For Edmonton-raised portrait artist Tim Okamura, everything changed in March. He got COVID-19. His cousin did too, and passed from it. A good friend killed himself. Another considered it. And from his apartment-isolated view across the street from the Wyckoff Heights Medical Center in Brooklyn, he watched freezer trucks fill with bodies while rats populated the people-free streets.
His shows were cancelled, and sales took a hit. He started having serious conversations with his parents about moving back to Edmonton for the first time in 35 years. “I was in the real heart of darkness,” he says. “What choice did I have?”
Then came the protests, rallies and riots — and hope. “Everything is intertwined,” he says. “The pandemic set the stage for the BLM movement. I don’t think it would have happened in the same way if life was proceeding as normal.”

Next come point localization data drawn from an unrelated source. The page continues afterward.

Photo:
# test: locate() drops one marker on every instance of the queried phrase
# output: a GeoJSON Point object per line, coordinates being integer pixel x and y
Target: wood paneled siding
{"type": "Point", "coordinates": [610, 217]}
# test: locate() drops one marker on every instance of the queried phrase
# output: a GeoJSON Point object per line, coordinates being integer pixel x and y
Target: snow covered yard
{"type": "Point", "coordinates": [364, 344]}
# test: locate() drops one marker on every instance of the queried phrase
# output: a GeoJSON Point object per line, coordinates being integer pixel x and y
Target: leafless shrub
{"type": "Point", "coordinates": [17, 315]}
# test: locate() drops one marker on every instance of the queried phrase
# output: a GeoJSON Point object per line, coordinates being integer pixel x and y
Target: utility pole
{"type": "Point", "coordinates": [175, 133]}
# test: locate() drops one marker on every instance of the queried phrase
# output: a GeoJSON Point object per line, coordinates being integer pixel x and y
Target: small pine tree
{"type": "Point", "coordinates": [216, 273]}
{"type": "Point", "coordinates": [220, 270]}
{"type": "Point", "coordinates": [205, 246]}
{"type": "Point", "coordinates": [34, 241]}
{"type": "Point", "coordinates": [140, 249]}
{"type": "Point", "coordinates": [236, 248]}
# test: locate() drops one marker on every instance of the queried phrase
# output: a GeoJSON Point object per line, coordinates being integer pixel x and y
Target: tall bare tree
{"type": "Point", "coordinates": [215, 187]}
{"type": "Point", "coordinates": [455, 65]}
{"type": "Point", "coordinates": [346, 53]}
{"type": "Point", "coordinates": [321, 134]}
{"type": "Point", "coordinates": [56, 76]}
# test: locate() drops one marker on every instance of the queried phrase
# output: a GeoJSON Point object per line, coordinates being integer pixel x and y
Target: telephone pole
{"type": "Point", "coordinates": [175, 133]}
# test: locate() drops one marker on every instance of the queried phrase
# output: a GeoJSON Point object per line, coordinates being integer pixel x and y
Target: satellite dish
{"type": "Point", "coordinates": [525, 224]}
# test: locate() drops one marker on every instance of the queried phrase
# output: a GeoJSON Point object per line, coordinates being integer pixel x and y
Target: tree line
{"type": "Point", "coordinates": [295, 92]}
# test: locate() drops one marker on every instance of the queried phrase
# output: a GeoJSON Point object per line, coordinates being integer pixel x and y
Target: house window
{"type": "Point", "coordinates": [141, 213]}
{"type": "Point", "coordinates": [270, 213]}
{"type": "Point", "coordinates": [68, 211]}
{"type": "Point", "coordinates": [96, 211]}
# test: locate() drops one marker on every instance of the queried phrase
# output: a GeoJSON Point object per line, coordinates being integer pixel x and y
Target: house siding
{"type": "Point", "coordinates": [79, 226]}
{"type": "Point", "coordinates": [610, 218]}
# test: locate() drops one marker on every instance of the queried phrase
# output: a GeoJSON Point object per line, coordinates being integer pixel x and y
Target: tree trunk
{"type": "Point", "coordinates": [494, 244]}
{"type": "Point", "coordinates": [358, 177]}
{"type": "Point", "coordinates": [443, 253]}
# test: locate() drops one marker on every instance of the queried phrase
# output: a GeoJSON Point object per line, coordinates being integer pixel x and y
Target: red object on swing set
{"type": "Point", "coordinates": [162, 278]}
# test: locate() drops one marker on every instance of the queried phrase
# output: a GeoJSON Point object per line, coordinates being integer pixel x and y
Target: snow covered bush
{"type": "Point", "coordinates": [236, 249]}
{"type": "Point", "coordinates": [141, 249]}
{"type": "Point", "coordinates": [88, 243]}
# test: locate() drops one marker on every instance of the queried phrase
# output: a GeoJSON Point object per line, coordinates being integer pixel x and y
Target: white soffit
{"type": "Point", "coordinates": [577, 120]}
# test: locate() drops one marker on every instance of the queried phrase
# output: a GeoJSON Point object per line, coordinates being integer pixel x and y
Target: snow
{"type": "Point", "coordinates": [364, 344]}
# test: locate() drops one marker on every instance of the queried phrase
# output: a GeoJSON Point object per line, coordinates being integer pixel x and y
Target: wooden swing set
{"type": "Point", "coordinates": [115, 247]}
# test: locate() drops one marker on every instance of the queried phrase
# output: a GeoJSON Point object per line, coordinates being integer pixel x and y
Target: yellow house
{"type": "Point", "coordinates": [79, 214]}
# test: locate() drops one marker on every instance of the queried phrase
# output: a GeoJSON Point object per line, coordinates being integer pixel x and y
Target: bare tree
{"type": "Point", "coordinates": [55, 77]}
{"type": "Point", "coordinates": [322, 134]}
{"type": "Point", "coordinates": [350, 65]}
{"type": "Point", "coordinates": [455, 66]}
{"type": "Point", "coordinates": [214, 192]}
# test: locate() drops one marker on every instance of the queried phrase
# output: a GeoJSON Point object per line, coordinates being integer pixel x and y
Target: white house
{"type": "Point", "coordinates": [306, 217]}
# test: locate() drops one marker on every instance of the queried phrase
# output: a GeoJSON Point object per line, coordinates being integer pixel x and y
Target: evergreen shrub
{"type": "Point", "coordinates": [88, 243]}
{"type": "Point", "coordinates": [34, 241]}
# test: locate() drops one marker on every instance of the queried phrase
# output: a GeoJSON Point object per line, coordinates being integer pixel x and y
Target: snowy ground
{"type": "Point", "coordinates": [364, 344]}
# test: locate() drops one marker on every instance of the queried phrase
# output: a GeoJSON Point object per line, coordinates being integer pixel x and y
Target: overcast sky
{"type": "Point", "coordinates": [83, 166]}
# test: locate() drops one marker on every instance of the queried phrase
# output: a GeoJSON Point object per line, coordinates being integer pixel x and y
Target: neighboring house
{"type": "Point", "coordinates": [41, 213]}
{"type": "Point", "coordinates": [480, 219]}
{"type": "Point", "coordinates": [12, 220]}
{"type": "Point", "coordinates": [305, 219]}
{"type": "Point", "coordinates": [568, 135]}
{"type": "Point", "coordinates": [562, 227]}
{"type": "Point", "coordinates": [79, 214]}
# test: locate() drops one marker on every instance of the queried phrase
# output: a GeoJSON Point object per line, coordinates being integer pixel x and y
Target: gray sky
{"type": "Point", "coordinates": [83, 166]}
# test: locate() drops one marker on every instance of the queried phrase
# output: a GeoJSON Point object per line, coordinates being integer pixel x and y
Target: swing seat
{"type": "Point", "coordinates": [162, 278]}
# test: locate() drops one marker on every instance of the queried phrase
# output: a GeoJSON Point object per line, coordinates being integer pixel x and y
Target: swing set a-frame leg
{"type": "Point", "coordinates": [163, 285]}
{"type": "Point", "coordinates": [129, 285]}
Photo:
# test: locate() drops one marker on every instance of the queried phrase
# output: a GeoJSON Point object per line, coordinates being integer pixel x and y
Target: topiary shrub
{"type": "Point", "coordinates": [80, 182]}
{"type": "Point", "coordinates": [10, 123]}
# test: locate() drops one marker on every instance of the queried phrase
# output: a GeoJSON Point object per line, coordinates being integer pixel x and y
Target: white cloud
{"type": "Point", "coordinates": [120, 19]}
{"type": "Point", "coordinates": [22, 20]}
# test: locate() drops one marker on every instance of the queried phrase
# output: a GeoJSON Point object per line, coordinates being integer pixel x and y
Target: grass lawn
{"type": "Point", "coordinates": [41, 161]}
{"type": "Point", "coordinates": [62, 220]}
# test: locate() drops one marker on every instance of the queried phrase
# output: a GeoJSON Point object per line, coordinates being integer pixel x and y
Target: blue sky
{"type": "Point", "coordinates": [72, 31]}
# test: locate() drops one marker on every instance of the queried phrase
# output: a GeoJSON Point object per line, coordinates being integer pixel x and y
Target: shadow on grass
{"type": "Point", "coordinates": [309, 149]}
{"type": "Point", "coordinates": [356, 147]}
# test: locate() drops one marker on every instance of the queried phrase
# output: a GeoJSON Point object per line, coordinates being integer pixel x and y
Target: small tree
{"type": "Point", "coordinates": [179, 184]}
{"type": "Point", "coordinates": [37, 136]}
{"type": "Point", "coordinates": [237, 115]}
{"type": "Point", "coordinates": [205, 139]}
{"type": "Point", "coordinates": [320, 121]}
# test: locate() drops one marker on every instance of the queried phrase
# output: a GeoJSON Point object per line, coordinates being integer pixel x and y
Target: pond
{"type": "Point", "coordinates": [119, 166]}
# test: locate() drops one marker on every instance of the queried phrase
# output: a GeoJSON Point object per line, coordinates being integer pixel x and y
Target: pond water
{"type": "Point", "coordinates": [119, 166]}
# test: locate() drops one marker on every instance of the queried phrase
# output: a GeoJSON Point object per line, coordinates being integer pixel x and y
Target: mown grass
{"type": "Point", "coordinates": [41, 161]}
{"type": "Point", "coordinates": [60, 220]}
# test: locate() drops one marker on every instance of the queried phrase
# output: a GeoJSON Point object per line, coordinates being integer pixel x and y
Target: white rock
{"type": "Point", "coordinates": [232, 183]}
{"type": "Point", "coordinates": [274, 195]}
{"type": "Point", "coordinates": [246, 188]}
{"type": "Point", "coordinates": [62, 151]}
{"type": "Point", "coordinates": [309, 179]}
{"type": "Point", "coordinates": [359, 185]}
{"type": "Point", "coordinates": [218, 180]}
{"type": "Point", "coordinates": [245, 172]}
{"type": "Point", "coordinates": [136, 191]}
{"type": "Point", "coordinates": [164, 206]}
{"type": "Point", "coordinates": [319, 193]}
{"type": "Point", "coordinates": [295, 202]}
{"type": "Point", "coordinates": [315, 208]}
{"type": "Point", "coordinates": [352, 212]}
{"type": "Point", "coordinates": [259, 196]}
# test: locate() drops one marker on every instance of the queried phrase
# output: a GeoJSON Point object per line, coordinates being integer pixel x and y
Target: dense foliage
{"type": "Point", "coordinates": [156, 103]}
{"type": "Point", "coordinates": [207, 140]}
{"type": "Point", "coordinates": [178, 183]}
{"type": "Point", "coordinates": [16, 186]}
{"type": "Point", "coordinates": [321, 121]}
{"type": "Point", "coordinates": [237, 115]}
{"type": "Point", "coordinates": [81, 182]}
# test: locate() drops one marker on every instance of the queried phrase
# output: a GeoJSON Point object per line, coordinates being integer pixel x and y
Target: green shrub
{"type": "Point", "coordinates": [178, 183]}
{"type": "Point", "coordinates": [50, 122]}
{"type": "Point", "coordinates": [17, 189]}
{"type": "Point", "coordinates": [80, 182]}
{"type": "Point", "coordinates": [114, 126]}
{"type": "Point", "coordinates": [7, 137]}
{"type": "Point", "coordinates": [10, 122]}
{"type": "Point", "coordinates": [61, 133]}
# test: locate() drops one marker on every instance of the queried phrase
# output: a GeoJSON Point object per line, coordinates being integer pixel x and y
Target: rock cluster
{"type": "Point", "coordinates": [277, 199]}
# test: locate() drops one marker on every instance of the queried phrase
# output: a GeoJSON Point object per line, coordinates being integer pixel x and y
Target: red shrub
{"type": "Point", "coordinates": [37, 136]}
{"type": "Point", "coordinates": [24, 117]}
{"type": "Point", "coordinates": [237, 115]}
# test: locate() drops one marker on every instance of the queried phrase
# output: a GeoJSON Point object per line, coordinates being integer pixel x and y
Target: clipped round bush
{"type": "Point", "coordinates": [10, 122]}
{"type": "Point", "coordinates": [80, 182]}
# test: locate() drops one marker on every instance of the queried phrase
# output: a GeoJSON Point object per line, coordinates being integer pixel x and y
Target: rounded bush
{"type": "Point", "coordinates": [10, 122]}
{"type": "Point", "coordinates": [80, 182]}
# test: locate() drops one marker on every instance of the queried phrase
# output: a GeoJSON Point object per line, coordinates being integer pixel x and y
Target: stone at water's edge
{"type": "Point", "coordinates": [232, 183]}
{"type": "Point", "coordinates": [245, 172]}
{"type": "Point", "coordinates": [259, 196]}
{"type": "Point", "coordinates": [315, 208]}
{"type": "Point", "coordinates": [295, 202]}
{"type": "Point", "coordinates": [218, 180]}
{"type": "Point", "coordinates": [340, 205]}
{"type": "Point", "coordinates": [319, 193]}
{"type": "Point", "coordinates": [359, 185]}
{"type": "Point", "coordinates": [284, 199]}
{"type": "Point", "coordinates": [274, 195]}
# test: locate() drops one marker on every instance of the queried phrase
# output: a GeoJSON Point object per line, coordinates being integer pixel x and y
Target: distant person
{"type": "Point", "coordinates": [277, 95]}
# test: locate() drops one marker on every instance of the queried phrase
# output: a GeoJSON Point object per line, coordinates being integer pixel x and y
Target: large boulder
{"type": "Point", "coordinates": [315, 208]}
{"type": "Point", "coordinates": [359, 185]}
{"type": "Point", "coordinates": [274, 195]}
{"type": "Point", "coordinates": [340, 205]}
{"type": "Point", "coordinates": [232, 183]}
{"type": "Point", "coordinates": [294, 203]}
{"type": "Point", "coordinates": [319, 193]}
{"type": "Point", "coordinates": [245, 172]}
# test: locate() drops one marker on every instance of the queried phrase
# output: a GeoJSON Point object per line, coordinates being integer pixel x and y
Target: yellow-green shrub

For Okamura, “normal” is painting portraits of women of colour in a way that few can (prints of his works have been held up at rallies across the United States). But he felt guilty for not doing more, until he talked with a friend. “He’s a pretty ripped guy, and he goes to all the marches to help keep the peace. He told me, ‘Everybody has a job to do. I’m a street soldier. I can take care of myself and others. Your job is in the studio, making imagery for the movement.’”
The words helped lift Okamura out of darkness, and inspired his new Healthcare Heroes series of nurses in full PPE, as well as ER doctors from Wyckoff, as a way to grapple with the complexity of their situations. “They’re suffering the most, and they’re doing the most to help. And it’s not just medical staff. Grocery store clerks, sanitation workers, bus drivers — a large proportion are people of colour, and they’re putting their lives on the line.”
Okamura recently reposted a painting he made in 2009. The foreground features a cop tackling a Black man, who’s wearing a shirt that says THE STRUGGLE MUST CONTINUE. Many people thought it was new, which gives Okamura mixed feelings because, while it feels good to have old work be relevant, it means we’re “dealing with the exact same stuff 11 years later.”
As a “Japanese-Canadian guy from Edmonton,” who was surrounded by a diverse group of friends growing up, Okamura dealt with that stuff too — his parents had The Talk with him after kids confronted him with racial slurs, and he left the house the next day aware of his appearance in a way he never was before.
But, despite the death and darkness, he remains hopeful. These rallies remind him of the ‘60s civil-rights marches, only global, with more diversity and more white people listening and taking part. And moments of criticism can’t dampen the joy he gets from his subjects themselves. “I consistently hear how people have been touched by [my work] too. The messages I often get from the African-American women are messages of real gratitude. It was so meaningful to work with them, it makes me choke up.”